Samirah Jaigirdar’s experience pursuing her bachelor’s degree at Connecticut College proved to be foundational to her future work at HDS. While completing her senior project as an undergraduate, she recognized a gap between theory and practice. This gap sparked her interest in translating her research to practical applications within the world of politics and set her on her academic path.
At Harvard, Jaigirdar bolstered her time in the classroom with experiential learning opportunities. Her focus on religion and public life led to a prestigious internship with the United States Institute of Peace (USIP) to research violent extremist group rehabilitation. While going through statistical data and interviews, she identified the throughline of religion in the data. Despite religion routinely appearing in the data, it was not incorporated into rehabilitation practices. She began researching how religious literacy can be applied to terrorist disengagement programs.
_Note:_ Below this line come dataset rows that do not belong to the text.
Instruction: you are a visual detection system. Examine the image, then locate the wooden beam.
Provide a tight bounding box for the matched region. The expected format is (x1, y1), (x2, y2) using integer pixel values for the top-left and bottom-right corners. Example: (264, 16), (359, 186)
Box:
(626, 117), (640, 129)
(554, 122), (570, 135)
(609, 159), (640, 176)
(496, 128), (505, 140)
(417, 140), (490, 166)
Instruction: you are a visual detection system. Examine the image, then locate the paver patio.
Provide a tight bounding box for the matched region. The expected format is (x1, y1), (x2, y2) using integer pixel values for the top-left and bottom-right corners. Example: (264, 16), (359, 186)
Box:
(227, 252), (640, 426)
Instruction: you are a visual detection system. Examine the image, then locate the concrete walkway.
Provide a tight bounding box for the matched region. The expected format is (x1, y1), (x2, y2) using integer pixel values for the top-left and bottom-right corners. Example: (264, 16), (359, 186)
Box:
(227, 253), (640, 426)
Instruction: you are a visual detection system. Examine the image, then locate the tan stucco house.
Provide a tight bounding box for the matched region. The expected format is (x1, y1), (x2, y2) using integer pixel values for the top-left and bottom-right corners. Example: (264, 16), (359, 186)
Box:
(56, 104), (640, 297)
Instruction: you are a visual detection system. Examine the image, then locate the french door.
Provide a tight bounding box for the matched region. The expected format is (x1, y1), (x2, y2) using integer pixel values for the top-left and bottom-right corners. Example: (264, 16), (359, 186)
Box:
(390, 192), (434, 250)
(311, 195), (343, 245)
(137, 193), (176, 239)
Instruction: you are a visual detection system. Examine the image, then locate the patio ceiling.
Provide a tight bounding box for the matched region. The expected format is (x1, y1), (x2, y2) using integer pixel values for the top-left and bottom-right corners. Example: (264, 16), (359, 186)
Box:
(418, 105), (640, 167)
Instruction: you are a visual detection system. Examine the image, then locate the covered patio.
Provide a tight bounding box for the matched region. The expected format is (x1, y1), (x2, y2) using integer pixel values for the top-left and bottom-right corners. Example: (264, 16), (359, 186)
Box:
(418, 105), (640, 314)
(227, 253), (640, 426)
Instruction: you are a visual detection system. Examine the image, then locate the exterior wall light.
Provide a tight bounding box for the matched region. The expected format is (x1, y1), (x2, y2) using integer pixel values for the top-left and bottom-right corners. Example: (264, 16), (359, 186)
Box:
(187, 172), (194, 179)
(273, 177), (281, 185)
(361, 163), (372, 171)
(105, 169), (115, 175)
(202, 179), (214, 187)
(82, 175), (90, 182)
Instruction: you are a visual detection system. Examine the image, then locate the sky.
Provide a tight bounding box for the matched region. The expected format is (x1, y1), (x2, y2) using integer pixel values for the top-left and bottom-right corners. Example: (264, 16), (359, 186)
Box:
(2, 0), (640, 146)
Jaigirdar turned the work she did with USIP into her capstone project, “Contending with Religion: The Case to Incorporate Religious Literacy in Disengagement Programs.”
While balancing internships, academics, and research, Jaigirdar also held leadership positions at HDS. She was the student academic chair for the theological studies curriculum committee, where she helped revise and refine the language for each area of focus within the MTS degree program. She approached the curriculum the same way she approached her research. In her words, she focused on “how the School could adapt the curriculum to engage more people and improve understanding of religious literacy.”
In addition to impactful learning experiences on and off campus, Jaigirdar found community and mentorship at Harvard Divinity School. “Learning from Professors Swayam Bagaria and Teren Sevea—people who come from backgrounds similar to mine—helped me see that I could also find a place within academia,” she says. Jaigirdar also noted the guidance she gratefully received from Diana Eck while working on the Pluralism Project together. In preparation for Professor Eck’s retirement, Jaigirdar spent Fridays helping her beloved teacher archive an array of content accumulated over decades of teaching at Harvard. This work proved to be life-changing for Jaigirdar: “Sitting on the floor in my professor’s office, surrounded by books and manuscripts and decades of research, I realized this is a career path—and that this is the career I wanted.”
Jaigirdar is now pursuing a PhD in international relations at Georgetown University, where she studies how insurgency groups in South Asia use religion to attract followers. With a focus on politics grounded in religious literacy, she hopes her academic work will promote safety and security around the world.